How large a flood could occur on the Red River?

Guest post by Phil Gerla, Geology & Geological Engineering

As we ride out the 48-foot crest of the 2019 Red River flood, the communities of Grand Forks and East Grand Forks can relax a little.

As described in an earlier post by Fred Remer (“The perfect melt“), the conditions since mid-March have been ideal for curtailing the spring flood — temperatures generally below normal, freezing at night that slows melting during the day, few storms, dry air masses that have sublimated the snow and sopped up much of the melt water.

In addition, the Corps of Engineers’ extensive flood protection work almost 20 years ago has provided great relief to our cities, which are now protected to 60 feet. Prior to the Corps’ work, a flood of 48 feet would have meant rapid construction of temporary clay dikes and a need for tens of thousands of sandbags . In fact, the 1979 flood, which reached only a few inches higher (48.8 feet) than this year’s crest required an extensive flood fight.

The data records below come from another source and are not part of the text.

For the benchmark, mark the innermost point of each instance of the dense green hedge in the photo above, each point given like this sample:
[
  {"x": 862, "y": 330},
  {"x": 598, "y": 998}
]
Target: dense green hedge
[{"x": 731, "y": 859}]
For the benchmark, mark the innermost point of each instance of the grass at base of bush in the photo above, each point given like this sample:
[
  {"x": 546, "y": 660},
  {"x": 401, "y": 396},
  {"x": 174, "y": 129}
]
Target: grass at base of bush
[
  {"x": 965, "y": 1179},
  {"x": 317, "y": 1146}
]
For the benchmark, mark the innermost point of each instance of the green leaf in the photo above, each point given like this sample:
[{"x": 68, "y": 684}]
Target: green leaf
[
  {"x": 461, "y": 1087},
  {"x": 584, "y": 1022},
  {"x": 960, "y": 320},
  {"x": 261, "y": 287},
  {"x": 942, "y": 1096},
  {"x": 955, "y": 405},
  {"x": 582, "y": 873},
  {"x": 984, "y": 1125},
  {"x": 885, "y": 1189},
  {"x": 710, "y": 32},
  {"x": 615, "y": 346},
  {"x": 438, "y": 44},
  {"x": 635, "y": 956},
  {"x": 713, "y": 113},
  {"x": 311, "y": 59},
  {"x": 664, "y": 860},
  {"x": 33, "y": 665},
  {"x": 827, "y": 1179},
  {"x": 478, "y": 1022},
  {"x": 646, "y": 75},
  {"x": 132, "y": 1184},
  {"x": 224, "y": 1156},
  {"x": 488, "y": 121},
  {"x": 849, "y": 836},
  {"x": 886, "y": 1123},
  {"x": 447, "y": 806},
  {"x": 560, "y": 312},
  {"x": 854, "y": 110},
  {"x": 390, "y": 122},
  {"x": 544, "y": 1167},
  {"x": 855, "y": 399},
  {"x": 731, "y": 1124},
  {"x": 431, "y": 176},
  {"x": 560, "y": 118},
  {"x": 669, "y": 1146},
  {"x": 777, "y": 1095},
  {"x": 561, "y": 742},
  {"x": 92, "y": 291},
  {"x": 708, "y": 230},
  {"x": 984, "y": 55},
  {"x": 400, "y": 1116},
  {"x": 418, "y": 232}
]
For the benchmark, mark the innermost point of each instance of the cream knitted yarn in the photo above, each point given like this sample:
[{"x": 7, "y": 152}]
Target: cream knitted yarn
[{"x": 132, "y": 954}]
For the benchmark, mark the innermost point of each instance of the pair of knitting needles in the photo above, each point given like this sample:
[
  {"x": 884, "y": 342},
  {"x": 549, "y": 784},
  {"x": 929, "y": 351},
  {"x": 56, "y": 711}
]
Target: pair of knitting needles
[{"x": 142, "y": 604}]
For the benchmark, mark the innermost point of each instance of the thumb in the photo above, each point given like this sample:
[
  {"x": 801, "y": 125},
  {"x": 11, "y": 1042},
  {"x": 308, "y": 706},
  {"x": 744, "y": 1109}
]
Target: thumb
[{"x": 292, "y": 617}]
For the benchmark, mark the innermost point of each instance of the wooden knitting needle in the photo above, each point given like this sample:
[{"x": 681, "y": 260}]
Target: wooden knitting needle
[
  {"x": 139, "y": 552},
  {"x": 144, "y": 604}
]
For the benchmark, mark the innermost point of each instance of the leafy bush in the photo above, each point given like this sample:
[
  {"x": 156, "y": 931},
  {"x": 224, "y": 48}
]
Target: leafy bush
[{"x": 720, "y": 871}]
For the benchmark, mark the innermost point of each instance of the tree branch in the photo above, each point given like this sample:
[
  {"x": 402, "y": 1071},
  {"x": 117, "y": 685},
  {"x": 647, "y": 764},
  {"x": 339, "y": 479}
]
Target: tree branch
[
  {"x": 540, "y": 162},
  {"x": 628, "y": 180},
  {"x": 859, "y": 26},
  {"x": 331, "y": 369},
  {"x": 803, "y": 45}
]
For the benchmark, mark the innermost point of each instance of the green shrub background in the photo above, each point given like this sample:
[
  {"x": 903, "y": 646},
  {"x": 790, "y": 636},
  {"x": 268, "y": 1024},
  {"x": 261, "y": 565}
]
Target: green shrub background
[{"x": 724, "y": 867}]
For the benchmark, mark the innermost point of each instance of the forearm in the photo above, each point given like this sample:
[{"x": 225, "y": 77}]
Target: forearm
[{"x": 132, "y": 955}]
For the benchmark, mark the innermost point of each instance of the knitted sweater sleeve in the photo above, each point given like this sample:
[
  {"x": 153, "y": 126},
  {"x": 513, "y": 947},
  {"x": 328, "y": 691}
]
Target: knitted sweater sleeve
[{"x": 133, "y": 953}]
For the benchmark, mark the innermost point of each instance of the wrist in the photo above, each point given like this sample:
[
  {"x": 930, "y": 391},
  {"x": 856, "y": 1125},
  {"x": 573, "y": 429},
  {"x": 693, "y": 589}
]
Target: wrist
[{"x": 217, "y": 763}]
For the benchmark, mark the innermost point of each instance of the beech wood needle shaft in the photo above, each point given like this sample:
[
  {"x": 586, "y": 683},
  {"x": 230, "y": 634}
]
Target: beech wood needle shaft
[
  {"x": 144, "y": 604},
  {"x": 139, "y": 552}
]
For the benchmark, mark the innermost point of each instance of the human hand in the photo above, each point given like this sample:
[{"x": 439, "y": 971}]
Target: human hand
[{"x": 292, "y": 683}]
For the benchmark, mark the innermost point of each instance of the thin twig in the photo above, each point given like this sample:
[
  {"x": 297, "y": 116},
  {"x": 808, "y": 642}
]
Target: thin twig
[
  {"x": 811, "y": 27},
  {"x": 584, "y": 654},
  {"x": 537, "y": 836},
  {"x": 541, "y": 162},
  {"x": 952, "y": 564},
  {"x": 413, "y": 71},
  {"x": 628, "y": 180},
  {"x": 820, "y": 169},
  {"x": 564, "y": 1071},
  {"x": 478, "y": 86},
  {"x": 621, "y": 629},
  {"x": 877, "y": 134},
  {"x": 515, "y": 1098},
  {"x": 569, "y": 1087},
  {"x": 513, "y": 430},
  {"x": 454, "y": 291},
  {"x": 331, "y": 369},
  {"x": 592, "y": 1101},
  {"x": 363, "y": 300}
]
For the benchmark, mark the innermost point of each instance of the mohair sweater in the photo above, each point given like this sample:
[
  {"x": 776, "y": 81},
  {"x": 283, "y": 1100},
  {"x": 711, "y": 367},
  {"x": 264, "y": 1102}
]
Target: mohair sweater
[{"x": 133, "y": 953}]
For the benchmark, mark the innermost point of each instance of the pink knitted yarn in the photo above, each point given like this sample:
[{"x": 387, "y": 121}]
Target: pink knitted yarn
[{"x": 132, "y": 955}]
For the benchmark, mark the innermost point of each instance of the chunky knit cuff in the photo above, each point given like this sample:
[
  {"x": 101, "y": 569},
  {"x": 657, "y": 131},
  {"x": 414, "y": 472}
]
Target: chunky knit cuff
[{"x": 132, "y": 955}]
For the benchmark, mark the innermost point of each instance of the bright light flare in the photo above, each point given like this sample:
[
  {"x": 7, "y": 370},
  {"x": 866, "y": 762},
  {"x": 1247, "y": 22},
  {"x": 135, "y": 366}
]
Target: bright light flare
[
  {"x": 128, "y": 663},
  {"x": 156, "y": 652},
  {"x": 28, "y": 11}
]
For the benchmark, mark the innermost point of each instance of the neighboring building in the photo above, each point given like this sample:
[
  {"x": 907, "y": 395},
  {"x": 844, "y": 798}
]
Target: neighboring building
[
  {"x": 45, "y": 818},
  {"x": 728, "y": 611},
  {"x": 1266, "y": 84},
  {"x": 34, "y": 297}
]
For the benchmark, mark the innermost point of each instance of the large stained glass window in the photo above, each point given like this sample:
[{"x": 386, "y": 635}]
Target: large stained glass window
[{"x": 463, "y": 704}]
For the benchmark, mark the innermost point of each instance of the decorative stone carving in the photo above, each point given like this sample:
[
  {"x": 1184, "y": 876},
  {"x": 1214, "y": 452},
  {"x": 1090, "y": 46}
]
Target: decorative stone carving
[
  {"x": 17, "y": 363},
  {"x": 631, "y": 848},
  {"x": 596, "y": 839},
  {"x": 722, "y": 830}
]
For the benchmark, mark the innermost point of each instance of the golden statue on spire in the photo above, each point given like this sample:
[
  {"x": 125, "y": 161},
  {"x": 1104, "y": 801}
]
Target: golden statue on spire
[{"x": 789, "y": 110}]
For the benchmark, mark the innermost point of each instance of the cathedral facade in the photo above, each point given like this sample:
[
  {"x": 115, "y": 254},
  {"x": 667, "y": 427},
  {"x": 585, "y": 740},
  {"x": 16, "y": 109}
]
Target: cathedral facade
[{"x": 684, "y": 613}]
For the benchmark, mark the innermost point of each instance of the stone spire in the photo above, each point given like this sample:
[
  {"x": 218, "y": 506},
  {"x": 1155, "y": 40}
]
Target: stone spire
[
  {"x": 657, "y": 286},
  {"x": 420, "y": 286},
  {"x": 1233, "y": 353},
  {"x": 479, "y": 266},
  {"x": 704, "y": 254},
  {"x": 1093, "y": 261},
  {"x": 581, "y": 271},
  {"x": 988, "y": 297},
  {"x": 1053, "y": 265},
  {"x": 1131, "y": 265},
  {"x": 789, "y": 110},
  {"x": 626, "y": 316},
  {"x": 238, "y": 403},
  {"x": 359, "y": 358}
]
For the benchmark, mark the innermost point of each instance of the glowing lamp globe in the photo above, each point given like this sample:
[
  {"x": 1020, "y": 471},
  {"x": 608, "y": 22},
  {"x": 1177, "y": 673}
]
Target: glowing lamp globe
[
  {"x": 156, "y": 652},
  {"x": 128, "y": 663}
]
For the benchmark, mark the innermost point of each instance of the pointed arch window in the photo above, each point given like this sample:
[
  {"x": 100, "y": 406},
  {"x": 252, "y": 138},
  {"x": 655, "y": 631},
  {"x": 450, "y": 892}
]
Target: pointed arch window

As a geologist, I tend to think in terms of deeper time and wonder about the nature of the Red’s spring runoff events since glacial Lake Agassiz drained from the Red River Valley about 9,000 years ago. We have, at best, a 150-year direct record of floods along the Red River, perhaps going back a little longer if we include the anecdotal observations from Winnipeg and old Fort Garry.

Clearly, there is only a miniscule record of river flows, covering less than 2% of the Red River’s history. Nevertheless, there have been many floods that we would consider as “large” during that short record, and as we experience large floods, their statistical recurrence time keeps getting shorter. It suggests that large floods, like that of 1997, may not be particularly uncommon during the millennial history of the Red.

It raises the question: Combining all the perfectly bad conditions, just how large a flood could occur? Imagine an unusually wet summer and fall, soils fully saturated going into the winter, and an early, hard, and deep freeze sets in, rendering the ground impervious to spring melt. In addition, the region is hit with multiple blizzard “bomb cyclones” all winter and spring arrives with a vengeance — temperatures climb abruptly, melting the snow. To make matters worse, widespread heavy convective precipitation occurs at the same time. A nightmare scenario that’s highly improbable. But possible? Yes.

In 2008, John Costa and Robert Jarrett, two world-class flood experts, published a fascinating report that describes their thorough analysis of 30 extreme floods that occurred in the U.S. during the mid-20th century. They pored through the U.S. Geological Survey and local agency records, many of which were never published and remained hidden in dusty filing cabinets. Their goal was to find and characterize exceptional floods for watersheds of all sizes, from a square mile or two to hundreds of thousands of square miles, and see if there is any consistent upper limit on flood size. After either verifying, correcting, or refuting data, Costa and Jarrett tabulated and graphed the results, which showed a clear trend in the upper bound for these monster floods. Their graph, reproduced here, shows records from all over the nation.

The contributing area or watershed that lies above Grand Forks is roughly 26,000 square miles. Interpolation of the graph suggests that one of these extreme events in the Red River basin would result in a peak discharge of about 1,000,000 cubic feet per second (cfs). That’s roughly an astounding seven times the peak flow estimated for the 1997 flood (137,000 cfs). A humbling observation!

A wide range of landscapes and climates covers the U.S., so each region may have its own characteristic curve. Perhaps the Red’s is not so bad? True, but the smooth pattern on the graph suggests that differences across the country do not greatly influence these extraordinary floods . Furthermore, our place in the mid-continent with its crazy weather might mean that our region’s curve lies a little higher compared to other areas. Regardless, an extreme event would certainly be devastating to the region, as it would be anywhere. The chances of its occurrence are extremely remote, fortunately, but underscore the fact that flood protection is not flood proofing —  the potential for future large floods means we need to stay aware and vigilant.